REPRESENTATIVE GARA agreed the legislature should not develop a
partial oil tax system that would have to be revisited. He
remarked:
So, in this bill we've addressed the low-price problem
of the zero percent production taxes on GVR oil, [and]
the 4 percent gross minimum tax that we live on until
$74 a barrel. So, that's the "for the next 10 years
problem." But, we also address the next 30-year
problem by also addressing the fair share we should be
getting when companies are in windfall profits range.
So, this bill has both provisions. One provision that
probably won't kick in for many, many years, which is
when companies are in the windfall profits range, [is]

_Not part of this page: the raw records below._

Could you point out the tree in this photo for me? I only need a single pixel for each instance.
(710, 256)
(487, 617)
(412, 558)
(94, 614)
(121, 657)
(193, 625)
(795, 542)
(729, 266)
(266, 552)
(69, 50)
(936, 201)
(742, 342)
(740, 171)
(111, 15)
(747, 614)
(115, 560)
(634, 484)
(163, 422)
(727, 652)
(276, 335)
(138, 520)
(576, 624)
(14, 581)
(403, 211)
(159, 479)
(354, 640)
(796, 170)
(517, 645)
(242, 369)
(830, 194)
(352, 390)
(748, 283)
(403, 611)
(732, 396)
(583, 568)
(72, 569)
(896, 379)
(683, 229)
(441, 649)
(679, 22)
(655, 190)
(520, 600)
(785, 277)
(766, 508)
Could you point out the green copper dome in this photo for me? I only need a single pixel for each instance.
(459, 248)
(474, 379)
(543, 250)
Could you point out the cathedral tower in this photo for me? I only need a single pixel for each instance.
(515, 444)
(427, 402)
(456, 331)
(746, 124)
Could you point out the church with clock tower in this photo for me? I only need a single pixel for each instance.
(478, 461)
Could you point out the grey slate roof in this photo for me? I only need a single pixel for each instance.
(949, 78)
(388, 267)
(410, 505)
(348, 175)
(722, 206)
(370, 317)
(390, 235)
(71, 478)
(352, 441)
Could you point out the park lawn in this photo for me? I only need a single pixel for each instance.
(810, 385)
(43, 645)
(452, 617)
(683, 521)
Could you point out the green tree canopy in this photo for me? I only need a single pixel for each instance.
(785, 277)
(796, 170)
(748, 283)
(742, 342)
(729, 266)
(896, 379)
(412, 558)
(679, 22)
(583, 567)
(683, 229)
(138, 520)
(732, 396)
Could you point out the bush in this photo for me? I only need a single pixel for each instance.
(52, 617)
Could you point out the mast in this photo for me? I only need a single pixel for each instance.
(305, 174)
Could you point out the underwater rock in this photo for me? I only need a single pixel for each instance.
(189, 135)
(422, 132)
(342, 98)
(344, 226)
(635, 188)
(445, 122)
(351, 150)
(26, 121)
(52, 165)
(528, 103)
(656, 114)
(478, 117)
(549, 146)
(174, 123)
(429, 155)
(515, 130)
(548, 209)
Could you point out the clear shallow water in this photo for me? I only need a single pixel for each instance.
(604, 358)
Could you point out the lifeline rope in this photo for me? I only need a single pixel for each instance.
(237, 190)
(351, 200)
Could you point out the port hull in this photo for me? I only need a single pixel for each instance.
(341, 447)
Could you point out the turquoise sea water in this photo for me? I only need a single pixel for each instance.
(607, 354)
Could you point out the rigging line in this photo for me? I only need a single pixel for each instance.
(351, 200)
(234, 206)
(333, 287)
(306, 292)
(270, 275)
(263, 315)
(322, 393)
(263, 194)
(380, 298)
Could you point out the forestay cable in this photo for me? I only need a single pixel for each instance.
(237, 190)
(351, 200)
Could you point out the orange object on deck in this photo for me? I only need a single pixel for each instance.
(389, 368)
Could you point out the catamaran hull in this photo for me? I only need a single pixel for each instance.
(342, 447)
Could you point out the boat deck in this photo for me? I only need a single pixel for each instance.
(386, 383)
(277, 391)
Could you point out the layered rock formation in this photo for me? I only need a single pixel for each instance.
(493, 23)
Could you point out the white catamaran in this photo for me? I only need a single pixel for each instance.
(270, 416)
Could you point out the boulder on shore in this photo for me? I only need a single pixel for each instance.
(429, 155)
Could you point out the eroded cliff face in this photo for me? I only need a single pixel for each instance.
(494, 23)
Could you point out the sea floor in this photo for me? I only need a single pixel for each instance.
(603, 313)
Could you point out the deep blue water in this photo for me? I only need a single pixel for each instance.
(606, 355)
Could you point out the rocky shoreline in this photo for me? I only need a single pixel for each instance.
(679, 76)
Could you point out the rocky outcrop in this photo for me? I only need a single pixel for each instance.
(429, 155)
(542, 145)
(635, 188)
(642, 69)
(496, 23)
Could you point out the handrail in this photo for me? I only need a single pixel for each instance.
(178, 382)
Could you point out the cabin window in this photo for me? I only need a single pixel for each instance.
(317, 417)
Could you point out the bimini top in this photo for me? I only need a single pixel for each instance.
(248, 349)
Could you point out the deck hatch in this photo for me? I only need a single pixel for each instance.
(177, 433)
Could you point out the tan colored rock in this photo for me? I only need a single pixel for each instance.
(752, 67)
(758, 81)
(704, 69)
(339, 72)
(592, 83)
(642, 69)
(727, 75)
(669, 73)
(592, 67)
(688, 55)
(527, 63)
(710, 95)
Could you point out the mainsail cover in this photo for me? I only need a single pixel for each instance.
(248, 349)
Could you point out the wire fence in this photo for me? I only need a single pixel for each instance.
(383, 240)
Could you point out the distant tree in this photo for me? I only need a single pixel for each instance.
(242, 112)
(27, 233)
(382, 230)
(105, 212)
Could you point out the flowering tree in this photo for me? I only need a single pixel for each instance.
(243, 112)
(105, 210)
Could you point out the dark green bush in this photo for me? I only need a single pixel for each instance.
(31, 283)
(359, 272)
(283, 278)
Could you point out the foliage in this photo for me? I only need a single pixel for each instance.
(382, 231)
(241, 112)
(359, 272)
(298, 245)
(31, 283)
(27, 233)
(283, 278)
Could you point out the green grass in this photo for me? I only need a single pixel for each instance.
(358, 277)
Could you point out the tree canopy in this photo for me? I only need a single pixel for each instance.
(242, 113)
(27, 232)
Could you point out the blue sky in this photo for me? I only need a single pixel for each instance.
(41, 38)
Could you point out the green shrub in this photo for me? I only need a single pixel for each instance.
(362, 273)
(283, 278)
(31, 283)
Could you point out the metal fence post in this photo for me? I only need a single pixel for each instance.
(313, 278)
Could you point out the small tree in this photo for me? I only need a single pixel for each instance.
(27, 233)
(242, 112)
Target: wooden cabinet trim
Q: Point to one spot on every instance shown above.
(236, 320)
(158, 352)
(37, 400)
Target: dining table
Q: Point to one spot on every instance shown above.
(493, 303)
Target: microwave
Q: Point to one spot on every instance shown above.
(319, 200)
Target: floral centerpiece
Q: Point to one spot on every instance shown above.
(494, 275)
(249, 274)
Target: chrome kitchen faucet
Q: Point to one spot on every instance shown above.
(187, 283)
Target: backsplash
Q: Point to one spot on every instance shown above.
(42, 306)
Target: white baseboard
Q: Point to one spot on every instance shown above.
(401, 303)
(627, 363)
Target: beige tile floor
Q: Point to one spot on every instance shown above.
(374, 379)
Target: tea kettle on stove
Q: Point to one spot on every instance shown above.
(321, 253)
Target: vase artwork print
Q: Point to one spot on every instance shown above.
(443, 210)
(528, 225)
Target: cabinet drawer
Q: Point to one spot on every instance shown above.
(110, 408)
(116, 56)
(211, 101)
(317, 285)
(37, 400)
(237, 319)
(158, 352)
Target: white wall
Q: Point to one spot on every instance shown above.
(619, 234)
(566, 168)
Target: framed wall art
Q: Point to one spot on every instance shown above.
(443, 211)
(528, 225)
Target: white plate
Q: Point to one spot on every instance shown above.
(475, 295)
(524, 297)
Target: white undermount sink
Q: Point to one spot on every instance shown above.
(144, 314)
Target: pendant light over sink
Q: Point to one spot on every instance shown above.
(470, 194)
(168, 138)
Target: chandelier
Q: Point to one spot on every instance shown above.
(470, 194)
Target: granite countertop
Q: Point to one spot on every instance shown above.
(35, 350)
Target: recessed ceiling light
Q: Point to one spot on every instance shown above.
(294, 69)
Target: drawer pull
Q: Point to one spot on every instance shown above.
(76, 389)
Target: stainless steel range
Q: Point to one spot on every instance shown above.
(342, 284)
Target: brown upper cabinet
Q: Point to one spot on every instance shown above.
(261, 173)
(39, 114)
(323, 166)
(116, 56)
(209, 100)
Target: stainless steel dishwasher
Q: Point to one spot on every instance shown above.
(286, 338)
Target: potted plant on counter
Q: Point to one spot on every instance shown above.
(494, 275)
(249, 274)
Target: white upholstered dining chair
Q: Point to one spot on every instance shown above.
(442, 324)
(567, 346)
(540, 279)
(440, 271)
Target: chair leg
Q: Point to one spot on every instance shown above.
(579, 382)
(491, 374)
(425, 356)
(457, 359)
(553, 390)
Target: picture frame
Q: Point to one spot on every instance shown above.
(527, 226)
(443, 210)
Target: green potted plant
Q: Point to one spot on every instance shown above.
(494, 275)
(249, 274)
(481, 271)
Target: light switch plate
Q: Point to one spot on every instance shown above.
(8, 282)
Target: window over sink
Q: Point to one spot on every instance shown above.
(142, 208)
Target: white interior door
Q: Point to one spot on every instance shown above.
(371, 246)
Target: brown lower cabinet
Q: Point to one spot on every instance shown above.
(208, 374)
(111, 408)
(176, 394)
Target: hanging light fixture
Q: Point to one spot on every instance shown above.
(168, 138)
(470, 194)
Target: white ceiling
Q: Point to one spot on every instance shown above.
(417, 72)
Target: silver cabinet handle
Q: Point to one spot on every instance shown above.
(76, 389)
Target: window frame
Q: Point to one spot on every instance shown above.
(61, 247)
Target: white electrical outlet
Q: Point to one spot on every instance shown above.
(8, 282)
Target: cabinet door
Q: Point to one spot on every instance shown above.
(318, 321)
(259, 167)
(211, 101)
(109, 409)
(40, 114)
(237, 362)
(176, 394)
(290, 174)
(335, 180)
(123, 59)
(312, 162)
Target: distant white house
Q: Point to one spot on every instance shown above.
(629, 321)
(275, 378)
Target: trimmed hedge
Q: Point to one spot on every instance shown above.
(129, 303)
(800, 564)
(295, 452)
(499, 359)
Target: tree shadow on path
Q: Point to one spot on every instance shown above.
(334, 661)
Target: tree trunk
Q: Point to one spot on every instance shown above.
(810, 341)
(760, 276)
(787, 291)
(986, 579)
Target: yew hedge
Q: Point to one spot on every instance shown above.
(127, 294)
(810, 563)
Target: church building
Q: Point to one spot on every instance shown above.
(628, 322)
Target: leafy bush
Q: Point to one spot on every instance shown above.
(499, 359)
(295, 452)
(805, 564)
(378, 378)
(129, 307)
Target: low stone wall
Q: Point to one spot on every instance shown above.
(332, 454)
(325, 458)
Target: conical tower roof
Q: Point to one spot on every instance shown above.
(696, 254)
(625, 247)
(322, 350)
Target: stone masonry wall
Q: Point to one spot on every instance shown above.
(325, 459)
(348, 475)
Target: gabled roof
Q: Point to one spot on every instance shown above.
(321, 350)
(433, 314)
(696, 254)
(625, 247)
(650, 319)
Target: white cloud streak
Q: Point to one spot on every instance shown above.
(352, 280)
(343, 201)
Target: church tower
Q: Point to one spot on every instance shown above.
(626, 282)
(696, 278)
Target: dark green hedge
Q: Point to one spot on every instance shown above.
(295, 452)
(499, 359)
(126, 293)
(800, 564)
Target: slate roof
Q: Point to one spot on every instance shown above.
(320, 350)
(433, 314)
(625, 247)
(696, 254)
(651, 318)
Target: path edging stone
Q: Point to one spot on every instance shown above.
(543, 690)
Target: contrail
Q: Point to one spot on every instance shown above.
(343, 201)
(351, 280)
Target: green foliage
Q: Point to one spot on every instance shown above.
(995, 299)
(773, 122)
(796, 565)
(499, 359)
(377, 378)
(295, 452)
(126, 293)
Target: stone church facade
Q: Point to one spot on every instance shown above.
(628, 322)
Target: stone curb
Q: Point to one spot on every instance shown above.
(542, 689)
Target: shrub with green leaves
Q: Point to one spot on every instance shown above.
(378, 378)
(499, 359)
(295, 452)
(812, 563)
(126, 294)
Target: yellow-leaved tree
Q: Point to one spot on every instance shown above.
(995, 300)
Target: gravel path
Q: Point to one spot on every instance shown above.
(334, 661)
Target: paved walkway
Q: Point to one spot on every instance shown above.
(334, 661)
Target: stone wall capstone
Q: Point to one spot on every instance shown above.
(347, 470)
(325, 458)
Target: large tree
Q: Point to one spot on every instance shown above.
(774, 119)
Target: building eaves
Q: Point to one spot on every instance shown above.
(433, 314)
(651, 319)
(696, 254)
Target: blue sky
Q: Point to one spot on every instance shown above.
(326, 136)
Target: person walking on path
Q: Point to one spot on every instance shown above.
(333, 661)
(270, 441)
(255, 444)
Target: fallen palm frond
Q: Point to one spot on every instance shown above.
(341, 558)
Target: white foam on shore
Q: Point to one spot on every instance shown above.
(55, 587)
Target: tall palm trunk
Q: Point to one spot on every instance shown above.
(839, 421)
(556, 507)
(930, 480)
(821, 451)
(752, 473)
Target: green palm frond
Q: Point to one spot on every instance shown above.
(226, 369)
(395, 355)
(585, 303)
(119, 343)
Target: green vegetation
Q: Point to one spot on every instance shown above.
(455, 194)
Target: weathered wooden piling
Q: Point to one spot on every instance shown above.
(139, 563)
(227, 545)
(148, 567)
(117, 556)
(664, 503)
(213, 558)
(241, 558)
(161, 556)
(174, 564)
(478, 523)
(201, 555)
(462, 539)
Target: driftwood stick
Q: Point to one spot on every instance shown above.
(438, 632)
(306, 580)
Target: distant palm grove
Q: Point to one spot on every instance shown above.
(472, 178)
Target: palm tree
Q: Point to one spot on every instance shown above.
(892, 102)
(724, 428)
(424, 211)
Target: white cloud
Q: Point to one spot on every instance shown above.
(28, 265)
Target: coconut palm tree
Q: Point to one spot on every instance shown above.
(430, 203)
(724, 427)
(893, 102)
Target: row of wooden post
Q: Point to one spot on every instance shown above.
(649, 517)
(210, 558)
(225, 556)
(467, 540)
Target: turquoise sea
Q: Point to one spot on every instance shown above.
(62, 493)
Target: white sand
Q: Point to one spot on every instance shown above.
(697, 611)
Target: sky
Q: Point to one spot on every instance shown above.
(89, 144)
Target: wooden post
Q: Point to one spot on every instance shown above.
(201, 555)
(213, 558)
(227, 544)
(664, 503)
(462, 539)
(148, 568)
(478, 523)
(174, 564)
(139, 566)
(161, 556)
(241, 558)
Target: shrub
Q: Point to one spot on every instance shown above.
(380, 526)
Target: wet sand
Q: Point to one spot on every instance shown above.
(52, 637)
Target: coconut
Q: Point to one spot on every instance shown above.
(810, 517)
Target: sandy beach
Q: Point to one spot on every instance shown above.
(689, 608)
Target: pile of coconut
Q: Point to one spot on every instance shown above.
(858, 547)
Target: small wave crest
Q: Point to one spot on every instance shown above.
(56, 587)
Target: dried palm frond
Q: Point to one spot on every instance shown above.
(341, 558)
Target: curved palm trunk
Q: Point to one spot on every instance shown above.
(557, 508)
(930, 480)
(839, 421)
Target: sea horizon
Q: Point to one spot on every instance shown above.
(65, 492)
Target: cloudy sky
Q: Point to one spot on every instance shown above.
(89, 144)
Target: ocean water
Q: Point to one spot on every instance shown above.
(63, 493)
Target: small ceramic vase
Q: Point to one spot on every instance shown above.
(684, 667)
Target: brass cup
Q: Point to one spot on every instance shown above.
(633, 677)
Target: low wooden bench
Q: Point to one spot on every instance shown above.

"What should our share be?" And, one provision for
what we do now. And so, it's ... intended to be
stable across all prices, and to be less aggressive
than ACES was at high prices, but to be stable across
all prices, rather than focusing on just now, or just
later.
REPRESENTATIVE GARA reiterated there are two amendments to the
bill that better reflect the legislation's intent: 1. to not
increase the tax on heavy oil; 2. to correct language on
bracketing [amendments not provided].
CO-CHAIR TARR announced the committee's intention to have one
[oil and gas tax] bill reported from the committee, therefore,
the purpose of today's presentation was to hear other options
that could be included in upcoming legislation.